Breakfast is the most important of the day, and if you have the time, eggs may be your go-to breakfast food.
However, if when you’re making scrambled eggs you add milk – stop it.
While you might think adding milk makes the eggs creamier, a top chef has actually claimed it has the opposite impact making them “rubbery” and it’s a “cardinal sin” to do so.
Apparently, the answer to all of your rubbery egg problems is butter – lots and lots of creamy butter.
Dan Joines, a chef who runs several award-winning restaurants in Londo, said: “Never add milk to your scrambled eggs – it dilutes the flavour and makes them more likely to turn out rubbery.

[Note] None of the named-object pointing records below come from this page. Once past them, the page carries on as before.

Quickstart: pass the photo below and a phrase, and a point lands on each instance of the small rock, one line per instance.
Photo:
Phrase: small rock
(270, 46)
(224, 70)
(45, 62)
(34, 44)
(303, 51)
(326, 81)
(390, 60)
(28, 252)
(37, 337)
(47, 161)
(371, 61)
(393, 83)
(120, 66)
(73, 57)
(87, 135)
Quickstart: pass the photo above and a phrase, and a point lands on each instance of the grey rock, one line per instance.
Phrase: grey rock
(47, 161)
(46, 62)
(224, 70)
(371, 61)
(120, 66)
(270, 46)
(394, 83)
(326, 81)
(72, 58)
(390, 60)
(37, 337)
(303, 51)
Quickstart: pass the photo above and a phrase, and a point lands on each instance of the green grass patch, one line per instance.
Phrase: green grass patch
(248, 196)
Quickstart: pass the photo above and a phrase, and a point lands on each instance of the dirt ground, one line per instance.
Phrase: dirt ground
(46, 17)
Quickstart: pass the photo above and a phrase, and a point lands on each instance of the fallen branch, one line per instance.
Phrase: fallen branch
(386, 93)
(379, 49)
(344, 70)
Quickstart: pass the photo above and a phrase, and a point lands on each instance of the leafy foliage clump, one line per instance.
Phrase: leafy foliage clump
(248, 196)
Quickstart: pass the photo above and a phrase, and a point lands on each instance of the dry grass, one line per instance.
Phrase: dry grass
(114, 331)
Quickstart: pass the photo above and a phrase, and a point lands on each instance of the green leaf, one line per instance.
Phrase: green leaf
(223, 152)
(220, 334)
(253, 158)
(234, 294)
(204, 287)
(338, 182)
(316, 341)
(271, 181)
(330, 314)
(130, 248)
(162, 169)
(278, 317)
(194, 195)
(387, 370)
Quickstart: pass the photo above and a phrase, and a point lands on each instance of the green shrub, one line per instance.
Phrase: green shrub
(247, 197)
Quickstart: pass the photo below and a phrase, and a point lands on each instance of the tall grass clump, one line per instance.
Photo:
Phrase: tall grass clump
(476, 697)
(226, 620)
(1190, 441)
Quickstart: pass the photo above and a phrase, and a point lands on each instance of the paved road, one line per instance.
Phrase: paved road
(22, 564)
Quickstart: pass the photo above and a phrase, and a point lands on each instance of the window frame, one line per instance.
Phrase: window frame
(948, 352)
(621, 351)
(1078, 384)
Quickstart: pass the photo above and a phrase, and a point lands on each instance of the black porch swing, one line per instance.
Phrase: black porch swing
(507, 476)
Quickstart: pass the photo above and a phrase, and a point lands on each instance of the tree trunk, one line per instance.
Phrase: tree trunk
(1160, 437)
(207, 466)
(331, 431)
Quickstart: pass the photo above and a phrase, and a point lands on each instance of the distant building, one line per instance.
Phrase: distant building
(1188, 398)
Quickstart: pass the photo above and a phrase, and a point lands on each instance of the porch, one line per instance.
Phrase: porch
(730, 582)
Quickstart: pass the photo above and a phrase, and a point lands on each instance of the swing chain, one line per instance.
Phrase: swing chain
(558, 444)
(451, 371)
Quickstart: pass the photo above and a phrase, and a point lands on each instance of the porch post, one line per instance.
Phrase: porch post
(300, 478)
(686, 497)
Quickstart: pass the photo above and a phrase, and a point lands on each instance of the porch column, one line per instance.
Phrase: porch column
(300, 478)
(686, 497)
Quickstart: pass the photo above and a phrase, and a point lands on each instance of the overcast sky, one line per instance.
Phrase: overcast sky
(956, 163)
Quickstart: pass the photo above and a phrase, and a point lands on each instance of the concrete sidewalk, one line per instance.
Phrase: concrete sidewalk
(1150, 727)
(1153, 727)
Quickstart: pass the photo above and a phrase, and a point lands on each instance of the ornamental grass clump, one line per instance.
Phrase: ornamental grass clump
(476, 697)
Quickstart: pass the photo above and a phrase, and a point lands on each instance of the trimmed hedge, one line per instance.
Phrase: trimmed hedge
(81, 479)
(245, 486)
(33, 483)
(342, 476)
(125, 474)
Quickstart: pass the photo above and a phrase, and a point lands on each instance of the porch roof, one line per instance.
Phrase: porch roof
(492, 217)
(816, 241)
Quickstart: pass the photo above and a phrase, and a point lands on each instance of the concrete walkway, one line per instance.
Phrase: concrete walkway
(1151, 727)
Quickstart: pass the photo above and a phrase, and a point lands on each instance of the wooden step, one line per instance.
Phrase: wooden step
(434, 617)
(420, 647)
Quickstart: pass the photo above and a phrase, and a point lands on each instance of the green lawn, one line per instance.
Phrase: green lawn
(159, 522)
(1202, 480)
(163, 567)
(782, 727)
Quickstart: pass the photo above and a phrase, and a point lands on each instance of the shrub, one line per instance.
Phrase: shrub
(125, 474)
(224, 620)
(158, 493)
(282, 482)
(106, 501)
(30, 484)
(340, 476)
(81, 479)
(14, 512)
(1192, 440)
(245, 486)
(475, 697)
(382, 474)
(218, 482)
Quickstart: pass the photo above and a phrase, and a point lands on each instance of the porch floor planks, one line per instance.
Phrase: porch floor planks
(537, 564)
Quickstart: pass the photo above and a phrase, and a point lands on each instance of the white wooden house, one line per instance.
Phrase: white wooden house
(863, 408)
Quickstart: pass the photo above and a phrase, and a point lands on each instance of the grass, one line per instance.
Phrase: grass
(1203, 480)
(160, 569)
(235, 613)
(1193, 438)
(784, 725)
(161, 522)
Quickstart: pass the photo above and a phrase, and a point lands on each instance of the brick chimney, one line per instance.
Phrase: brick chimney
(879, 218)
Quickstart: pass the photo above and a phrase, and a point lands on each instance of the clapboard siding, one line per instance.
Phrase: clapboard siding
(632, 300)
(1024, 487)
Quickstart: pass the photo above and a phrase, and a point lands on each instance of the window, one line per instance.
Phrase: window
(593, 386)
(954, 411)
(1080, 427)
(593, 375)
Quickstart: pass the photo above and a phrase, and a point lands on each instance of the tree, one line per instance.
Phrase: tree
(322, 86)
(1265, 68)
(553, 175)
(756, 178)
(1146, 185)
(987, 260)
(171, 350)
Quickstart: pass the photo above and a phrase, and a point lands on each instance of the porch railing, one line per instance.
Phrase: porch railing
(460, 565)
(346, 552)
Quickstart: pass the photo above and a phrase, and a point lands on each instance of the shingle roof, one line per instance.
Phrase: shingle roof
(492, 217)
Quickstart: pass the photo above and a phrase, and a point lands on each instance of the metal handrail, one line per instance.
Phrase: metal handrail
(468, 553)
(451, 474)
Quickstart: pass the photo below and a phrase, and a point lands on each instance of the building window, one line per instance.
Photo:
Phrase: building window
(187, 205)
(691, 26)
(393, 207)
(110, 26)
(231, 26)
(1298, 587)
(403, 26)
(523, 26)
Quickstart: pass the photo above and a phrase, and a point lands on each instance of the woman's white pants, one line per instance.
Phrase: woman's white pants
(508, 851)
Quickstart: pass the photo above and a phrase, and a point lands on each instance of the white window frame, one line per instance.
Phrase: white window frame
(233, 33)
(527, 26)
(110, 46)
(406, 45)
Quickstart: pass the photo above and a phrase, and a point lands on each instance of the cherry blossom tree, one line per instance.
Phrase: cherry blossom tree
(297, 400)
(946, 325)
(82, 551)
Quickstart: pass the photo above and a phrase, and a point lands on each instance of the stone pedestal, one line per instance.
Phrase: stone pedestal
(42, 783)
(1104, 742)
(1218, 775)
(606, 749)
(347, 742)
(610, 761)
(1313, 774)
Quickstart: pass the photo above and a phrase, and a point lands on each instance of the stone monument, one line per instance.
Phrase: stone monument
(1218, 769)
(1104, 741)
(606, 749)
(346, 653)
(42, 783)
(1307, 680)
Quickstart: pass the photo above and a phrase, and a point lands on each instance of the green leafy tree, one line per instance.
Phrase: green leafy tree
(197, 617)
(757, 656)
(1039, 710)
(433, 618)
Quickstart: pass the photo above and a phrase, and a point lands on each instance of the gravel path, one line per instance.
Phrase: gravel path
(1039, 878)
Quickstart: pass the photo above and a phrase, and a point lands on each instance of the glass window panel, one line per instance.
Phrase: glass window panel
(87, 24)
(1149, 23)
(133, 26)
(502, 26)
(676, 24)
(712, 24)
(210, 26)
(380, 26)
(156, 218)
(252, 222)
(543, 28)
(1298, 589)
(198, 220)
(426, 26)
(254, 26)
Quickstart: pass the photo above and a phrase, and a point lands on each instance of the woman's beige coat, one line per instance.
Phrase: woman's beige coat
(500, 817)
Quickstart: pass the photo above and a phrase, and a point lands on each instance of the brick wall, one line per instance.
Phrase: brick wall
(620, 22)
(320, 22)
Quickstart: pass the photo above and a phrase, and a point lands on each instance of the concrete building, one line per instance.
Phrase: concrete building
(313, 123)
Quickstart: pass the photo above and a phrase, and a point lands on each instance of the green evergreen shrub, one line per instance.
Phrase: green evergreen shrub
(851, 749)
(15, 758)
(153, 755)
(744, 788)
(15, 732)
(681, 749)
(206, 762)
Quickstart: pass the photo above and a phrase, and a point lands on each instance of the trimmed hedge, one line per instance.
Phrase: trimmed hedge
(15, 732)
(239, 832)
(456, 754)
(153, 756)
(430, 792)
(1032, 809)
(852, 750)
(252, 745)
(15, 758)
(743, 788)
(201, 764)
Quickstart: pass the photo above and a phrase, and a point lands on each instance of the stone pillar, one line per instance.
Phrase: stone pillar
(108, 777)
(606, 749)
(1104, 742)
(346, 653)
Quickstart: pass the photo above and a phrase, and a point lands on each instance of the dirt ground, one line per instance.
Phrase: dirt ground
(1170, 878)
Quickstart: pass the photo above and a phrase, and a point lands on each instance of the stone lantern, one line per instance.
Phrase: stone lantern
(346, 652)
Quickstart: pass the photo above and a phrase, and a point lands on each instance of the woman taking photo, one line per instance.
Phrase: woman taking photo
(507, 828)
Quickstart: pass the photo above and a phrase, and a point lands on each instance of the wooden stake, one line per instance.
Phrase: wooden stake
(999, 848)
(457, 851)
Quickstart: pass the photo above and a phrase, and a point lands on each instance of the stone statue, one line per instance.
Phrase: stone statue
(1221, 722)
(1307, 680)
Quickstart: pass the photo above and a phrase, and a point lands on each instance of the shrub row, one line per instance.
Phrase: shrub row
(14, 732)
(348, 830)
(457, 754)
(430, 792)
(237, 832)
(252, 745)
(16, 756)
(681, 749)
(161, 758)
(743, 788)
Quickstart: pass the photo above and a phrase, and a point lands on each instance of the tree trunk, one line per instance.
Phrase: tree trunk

“It’s always butter for me. Make sure your butter is golden, but not brown, before you put your eggs in. Keep stirring on a medium to low heat.
“Keep them moving and folding with a spatula until slightly runny, but bound together.”
And chef at the much-lauded Hide restaurant in London Luke Selby agreed: “Putting milk in your scrambled eggs is a cardinal sin!
“It just makes them too wet, like school dinners.”
Well, that sounds gross.
Also by thinning out the eggs, it’s much easier to overcook them – and no one wants to be left with eggs like that.
Milk can also cause the mixture to split during cooking which isn’t ideal.
Whilst food writer Laoise Casey is also a lover of buttery scrambled eggs, she says adding milk powder takes your eggs to a whole new level.
She said: “While I’m not a fan of milk, milk powder is a whole different thing.
“I learnt this tip from one of the chefs, Eloise, I work with at [restaurant] Paradise Garage.
“Whisk in a teaspoon of milk powder with the eggs and the result is a wonderful almost cheese-like scramble. In fact, milk powder can enhance a lot of dishes…from ice cream to pastry and butterscotch sauce.”